B.7.1. L'article 159 de la Constitution dispose : « Les cours et tribunaux n'appliqueront les arrêtés et règlements généraux, provinciaux et locaux, qu'autant qu'ils seront conformes aux lois ».

B.7.2. Cette disposition constitutionnelle peut uniquement entraîner l'inapplication d'un arrêté ou règlement déclaré inconstitutionnel dans le litige soumis au juge et entre les parties au procès concernées. La norme déclarée inconstitutionnelle continue d'exister et peut encore être appliquée dans un autre litige entre d'autres parties. La décision juridictionnelle a donc une autorité relative de chose jugée et s'applique inter partes.

B.7.3. L'article 6 du Code judiciaire dispose : « Les juges ne peuvent prononcer par voie de disposition générale et réglementaire sur les causes qui leur sont soumises ».

B.8.1. Lorsque, dans le cadre du litige particulier dont ils sont saisis, les cours et tribunaux constatent l'inconstitutionnalité d'une disposition réglementaire en matière fiscale, les redevables impliqués dans ce litige ne peuvent pas être imposés en application de cette norme.
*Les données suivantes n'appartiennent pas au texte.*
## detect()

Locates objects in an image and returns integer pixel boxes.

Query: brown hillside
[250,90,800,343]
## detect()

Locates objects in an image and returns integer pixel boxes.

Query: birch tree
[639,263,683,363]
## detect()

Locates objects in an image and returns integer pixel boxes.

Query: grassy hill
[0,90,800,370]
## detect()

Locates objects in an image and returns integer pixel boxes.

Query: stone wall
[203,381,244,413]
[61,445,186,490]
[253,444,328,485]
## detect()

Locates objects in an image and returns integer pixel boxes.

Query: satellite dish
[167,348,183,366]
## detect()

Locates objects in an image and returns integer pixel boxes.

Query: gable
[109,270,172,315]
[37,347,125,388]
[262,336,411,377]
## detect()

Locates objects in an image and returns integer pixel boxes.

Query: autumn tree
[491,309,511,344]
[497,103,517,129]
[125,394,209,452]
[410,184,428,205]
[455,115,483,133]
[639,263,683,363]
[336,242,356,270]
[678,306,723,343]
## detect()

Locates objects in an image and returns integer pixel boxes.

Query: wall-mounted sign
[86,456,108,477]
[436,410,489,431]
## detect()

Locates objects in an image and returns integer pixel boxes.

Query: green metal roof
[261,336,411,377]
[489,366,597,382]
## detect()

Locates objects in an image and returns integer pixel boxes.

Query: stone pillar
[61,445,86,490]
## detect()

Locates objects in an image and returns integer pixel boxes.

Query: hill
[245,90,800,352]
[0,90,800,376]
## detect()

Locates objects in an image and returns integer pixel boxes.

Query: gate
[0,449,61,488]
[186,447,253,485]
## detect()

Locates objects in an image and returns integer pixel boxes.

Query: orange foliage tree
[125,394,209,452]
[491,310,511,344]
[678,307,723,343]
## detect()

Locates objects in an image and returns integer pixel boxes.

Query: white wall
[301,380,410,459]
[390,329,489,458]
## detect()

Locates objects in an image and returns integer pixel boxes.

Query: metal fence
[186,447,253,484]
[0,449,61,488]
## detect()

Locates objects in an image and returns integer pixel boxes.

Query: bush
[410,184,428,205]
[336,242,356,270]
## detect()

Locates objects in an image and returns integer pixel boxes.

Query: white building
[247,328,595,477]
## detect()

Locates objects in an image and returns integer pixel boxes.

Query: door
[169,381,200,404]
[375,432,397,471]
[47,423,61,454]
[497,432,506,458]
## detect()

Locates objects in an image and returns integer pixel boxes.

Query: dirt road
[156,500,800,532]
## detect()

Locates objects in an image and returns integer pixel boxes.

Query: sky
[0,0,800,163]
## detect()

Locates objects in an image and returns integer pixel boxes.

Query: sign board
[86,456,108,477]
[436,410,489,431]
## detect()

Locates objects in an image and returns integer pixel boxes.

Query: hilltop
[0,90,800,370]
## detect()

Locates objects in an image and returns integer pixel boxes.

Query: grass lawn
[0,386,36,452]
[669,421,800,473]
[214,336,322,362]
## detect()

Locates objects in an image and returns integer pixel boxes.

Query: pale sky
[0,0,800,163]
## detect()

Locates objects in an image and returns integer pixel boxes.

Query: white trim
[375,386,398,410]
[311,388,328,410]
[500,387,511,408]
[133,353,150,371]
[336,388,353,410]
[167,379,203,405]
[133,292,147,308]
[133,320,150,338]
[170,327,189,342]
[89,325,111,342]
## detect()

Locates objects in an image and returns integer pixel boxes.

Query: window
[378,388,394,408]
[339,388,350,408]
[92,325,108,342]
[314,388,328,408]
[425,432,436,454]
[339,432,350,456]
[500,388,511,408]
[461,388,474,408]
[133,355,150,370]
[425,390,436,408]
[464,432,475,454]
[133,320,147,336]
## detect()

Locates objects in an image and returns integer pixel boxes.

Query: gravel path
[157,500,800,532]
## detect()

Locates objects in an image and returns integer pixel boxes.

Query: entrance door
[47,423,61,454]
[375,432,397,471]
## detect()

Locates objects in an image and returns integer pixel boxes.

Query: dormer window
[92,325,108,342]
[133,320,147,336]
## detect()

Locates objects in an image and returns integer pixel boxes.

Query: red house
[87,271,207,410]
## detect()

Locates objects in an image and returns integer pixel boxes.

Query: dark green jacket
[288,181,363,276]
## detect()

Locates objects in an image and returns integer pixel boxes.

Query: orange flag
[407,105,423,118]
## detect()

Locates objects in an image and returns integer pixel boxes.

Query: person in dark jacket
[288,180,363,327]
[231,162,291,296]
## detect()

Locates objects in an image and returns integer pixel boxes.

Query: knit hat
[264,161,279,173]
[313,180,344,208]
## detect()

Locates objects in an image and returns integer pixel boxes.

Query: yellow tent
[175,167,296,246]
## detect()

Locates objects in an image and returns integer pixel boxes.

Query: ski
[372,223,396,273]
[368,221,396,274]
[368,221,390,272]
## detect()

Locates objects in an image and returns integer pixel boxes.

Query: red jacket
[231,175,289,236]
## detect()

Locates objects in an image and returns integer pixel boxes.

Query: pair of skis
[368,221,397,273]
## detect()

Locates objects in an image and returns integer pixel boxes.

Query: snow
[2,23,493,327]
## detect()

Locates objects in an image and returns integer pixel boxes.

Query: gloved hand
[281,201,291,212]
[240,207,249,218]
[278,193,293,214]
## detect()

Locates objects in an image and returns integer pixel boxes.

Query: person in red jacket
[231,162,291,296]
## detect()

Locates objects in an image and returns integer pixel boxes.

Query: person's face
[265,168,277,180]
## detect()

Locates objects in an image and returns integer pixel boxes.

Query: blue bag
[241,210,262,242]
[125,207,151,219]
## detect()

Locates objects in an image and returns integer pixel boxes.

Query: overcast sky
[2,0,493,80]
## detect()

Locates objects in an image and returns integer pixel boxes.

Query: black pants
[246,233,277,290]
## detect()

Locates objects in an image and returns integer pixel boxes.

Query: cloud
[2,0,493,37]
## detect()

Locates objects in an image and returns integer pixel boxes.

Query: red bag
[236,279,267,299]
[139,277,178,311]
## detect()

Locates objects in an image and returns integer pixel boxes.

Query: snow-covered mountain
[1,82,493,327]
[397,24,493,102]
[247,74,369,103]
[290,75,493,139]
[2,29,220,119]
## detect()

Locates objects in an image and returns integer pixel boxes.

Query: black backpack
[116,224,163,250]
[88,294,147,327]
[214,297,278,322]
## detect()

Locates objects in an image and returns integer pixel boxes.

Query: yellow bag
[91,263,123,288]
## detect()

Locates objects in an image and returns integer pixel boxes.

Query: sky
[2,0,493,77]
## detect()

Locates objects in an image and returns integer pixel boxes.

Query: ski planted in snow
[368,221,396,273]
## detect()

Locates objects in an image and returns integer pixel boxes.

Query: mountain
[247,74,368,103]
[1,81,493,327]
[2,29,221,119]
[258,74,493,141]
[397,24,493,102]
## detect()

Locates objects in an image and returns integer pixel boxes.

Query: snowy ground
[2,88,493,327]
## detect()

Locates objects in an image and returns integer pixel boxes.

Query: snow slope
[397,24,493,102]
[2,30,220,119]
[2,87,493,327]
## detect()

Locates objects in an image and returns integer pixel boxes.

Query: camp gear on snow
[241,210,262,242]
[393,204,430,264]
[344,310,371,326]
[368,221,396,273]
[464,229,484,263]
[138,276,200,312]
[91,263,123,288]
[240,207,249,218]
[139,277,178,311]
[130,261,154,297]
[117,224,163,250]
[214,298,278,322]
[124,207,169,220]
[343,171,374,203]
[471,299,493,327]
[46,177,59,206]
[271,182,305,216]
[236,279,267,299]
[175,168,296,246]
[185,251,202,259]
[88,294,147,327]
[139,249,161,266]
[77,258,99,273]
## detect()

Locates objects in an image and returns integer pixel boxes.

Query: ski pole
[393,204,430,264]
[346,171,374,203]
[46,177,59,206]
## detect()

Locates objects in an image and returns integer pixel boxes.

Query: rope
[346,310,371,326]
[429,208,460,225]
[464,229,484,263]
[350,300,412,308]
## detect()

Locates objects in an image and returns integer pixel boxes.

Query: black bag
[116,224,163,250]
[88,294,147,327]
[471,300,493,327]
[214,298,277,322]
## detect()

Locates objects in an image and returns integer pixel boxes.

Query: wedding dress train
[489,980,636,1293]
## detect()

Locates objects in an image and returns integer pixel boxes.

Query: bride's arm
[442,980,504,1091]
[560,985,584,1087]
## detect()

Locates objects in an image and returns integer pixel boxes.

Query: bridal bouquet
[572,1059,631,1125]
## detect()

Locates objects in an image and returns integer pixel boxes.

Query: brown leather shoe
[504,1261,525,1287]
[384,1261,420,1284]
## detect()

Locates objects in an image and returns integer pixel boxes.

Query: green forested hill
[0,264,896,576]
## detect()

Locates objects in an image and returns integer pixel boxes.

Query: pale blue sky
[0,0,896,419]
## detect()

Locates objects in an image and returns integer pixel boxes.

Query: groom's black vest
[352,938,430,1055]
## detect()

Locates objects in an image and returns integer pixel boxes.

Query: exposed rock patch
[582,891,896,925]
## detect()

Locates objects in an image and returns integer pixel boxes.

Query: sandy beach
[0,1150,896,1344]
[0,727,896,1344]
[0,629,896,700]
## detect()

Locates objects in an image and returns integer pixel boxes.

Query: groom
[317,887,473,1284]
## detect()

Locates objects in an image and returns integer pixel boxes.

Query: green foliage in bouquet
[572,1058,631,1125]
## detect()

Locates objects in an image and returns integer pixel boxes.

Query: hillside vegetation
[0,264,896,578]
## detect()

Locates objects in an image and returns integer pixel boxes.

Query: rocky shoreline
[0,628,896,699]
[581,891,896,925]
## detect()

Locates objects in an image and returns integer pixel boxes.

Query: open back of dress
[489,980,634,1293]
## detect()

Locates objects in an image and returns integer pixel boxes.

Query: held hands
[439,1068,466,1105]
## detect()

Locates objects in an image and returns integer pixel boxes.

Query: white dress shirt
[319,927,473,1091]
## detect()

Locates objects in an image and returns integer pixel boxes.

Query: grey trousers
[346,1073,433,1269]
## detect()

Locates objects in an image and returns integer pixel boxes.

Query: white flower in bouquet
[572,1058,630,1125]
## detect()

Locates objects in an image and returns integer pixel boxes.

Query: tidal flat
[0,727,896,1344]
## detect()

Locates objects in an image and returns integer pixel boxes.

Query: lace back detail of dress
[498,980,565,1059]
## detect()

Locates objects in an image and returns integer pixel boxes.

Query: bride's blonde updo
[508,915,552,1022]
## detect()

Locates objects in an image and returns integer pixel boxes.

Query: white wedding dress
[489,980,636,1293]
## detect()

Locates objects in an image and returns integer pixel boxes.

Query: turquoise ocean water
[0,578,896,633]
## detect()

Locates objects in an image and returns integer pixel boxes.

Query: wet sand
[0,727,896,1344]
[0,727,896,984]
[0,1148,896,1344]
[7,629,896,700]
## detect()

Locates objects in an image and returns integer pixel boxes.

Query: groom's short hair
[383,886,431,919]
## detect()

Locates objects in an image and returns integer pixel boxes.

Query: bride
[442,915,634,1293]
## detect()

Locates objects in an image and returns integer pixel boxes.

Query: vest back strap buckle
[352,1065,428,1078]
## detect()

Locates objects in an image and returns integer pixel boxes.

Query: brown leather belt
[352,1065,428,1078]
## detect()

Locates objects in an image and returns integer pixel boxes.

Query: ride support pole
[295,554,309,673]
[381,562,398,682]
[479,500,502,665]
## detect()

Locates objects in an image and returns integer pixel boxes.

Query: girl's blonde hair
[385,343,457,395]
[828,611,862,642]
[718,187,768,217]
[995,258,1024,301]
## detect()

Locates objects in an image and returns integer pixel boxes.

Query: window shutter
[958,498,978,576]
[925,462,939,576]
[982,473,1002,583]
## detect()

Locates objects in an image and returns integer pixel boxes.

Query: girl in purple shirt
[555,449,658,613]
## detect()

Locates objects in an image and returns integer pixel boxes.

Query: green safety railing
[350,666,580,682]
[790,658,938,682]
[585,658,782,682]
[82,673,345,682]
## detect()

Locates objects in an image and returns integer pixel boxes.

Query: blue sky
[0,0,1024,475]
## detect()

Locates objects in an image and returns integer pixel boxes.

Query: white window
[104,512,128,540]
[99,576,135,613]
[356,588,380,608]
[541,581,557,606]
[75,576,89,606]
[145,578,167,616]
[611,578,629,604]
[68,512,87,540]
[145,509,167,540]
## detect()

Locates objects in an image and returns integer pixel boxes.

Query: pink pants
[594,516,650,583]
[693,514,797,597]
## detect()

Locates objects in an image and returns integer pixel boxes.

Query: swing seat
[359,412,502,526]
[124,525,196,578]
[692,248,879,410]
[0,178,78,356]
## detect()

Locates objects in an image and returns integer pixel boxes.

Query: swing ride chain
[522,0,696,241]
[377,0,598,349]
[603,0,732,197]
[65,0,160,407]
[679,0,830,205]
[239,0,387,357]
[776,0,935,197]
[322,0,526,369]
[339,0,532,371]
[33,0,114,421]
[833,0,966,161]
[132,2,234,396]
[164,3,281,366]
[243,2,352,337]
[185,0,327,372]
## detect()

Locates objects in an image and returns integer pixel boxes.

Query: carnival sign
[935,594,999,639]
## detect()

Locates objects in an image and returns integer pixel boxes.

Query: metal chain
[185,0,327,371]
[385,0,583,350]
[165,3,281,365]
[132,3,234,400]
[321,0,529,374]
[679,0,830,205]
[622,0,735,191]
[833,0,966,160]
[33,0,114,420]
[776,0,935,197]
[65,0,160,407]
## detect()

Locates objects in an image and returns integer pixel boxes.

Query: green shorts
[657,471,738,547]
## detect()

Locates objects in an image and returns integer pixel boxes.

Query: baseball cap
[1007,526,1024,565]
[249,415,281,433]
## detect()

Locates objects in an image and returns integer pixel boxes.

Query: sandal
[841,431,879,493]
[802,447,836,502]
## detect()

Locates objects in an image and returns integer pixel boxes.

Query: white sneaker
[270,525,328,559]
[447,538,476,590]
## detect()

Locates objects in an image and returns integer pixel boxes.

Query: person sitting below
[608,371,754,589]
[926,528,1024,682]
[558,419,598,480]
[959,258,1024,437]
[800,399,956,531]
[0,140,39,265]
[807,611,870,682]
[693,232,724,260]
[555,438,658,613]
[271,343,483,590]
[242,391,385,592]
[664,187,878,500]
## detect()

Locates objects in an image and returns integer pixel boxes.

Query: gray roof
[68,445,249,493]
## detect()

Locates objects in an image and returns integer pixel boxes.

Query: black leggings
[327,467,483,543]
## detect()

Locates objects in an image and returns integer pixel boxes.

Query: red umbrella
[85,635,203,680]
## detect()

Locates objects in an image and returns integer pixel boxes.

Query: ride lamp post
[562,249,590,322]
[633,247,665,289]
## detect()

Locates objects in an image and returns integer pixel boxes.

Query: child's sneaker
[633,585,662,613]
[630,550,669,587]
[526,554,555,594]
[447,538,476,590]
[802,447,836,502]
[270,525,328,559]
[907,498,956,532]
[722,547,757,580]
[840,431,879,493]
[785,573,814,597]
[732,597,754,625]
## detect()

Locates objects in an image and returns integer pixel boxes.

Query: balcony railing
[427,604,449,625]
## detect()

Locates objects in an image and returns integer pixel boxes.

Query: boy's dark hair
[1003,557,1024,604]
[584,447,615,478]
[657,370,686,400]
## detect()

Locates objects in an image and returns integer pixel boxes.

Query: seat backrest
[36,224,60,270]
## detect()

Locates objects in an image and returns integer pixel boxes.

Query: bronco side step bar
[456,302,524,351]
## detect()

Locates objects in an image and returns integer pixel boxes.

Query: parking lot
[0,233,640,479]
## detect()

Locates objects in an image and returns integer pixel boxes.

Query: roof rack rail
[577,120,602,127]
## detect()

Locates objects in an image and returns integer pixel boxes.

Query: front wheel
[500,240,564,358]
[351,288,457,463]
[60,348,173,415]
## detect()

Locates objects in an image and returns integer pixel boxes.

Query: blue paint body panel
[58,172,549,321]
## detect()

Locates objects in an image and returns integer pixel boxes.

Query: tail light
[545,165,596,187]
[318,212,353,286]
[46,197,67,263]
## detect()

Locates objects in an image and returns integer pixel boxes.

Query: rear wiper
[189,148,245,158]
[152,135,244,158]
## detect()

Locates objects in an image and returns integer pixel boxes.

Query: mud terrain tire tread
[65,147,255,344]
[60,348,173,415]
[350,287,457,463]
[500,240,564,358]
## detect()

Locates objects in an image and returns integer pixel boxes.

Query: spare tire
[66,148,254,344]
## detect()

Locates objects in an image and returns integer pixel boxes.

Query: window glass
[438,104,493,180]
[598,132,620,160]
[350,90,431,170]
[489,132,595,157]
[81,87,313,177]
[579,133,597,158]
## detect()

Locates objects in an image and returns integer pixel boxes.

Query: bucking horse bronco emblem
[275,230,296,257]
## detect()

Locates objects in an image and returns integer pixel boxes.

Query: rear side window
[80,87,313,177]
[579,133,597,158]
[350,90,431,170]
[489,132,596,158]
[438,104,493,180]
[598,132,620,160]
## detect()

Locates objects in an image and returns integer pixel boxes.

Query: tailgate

B.8.2. Si l'article 376 du CIR 1992 devait être interprété en ce sens qu'une telle décision des cours et tribunaux, en dehors du litige dans lequel l'inconstitutionnalité a été constatée, doit être considérée par l'administration fiscale comme un élément nouveau susceptible de donner lieu à un dégrèvement d'office de surtaxes, la décision juridictionnelle précitée se verrait attribuer une autorité qui n'est pas conforme à l'article 159 de la Constitution.

B.8.3. Par conséquent, la différence de traitement qui est soumise au contrôle de la Cour résulte d'un choix effectué par le Constituant, au sujet duquel la Cour ne peut se prononcer.

Le fait que l'administration fiscale déciderait, dans une circulaire, de supprimer pour l'avenir la discrimination constatée par les cours et tribunaux ou que les autorités adaptent la réglementation pour l'avenir ne modifie pas ce constat.

B.9. L'article 376 du CIR 1992 n'est dès lors pas incompatible avec les articles 10, 11 et 172 de la Constitution, dans l'interprétation selon laquelle les décisions des cours et tribunaux constatant l'inconstitutionnalité d'une disposition réglementaire en matière fiscale ne constituent pas un élément nouveau qui entre en considération pour le dégrèvement d'office de surtaxes.

Par ces motifs, la Cour dit pour droit : L'article 376 du Code des impôts sur les revenus 1992 ne viole pas les articles 10, 11 et 172 de la Constitution, dans l'interprétation selon laquelle les décisions des cours et tribunaux constatant l'inconstitutionnalité d'une disposition réglementaire en matière fiscale ne constituent pas un élément nouveau qui entre en considération pour le dégrèvement d'office de surtaxes.

Ainsi rendu en langue néerlandaise et en langue française, conformément à l'article 65 de la loi spéciale du 6 janvier 1989 sur la Cour constitutionnelle, le 26 novembre 2020.